201P London, UK
Pharmacology 2016

 

 

Relative role of COX-1 and COX-2 in renal versus systemic vascular responses

K. Anders, B. Ahmetaj-Shala, A. S. Nair, I. Marei, J. A. Mitchell, N. S. Kirkby. National Heart & Lung Institute, Imperial College London, London, UNITED KINGDOM

Introduction: Non-steroidal anti-inflammatory drugs (e.g. ibuprofen) are amongst the most widely used drugs worldwide and act by inhibition of cyclo-oxygenase (COX)-2. Their use is associated with increased risk of heart attacks and strokes. The mechanisms for this cardiovascular toxicity remain uncertain with two major hypotheses proposed: (1) that COX-2 is expressed throughout the systemic vasculature where it mediates production of cardioprotective prostacyclin or (2) that COX-2 is localised to the kidney where it exerts powerful indirect regulatory effects on the cardiovascular system. Here we have compared the contribution of COX isoforms to vascular responses in large systemic arteries versus renal arterioles to better understand how COX-2 inhibition produces cardiovascular dysfunction.

Methods: Aorta and kidney were isolated from wild-type C57Bl/6 mice (8-10wks, n=4-5 animals for all experiments). Vascular responses in Kreb’s buffer were measured in aorta using wire myography and in renal arterioles by imaging of 150μm live tissue slices. Vessels were pre-treated with diclofenac (3μM), valdecoxib (3μM) or SC-560 (100nM). After 10 mins, concentration response curves to phenylephrine were recorded. Other vessels/slices were pre-treated with diclofenac, pre-contracted phenylephrine (EC80 concentration) then stimulated with treprostinil (0.1-10μM). Prostacyclin (measured as 6-keto-PGF1α) release from A23187 (50μM)-stimulated aorta/kidney was measured by immunoassay.
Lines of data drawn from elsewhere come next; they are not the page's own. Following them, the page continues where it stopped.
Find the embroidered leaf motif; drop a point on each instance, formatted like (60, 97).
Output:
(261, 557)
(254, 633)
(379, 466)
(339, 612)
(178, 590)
Data are given as mean±SEM for n independent experiments and considered statistically (*) where p<0.05 by two-way ANOVA.

Results: In the aorta, combined COX-1+COX-2 inhibition with diclofenac had no effect on contractile responses to phenylephrine (Figure 1a), however, in renal arterioles, diclofenac increased the sensitivity of vessels to phenylephrine-induced contraction (Figure 1b). This effect was reproduced with a specific COX-2 inhibitor (-logIC50 vehicle: 5.6±0.2; valdecoxib: 6.2±0.1; p=0.02) whereas a specific COX-1 inhibitor had no effect (-logIC50 vehicle: 5.7±0.4; SC-560: 5.7±0.4; p=0.85). Aorta and kidney had a similar capacity to generate prostacyclin (Figure 1c), however, when an exogenous prostacyclin analogue (treprositinil) was added to vessels it produced relaxation only of renal arterioles (Figure 1d).


Figure 1: Contribution of COX and prostacyclin to vascular function in aorta versus renal arterioles.

Conclusions: These data demonstrate the existence of a COX-2-prostacyclin-vasodilation axis in the kidney which is not present in large systemic vessels. This may reflect relative differences in COX expression patterns and sensitivity of different vascular beds to prostacyclin. These data add to support to the idea that cardiovascular side effects of COX-2 inhibitors arise in the kidney.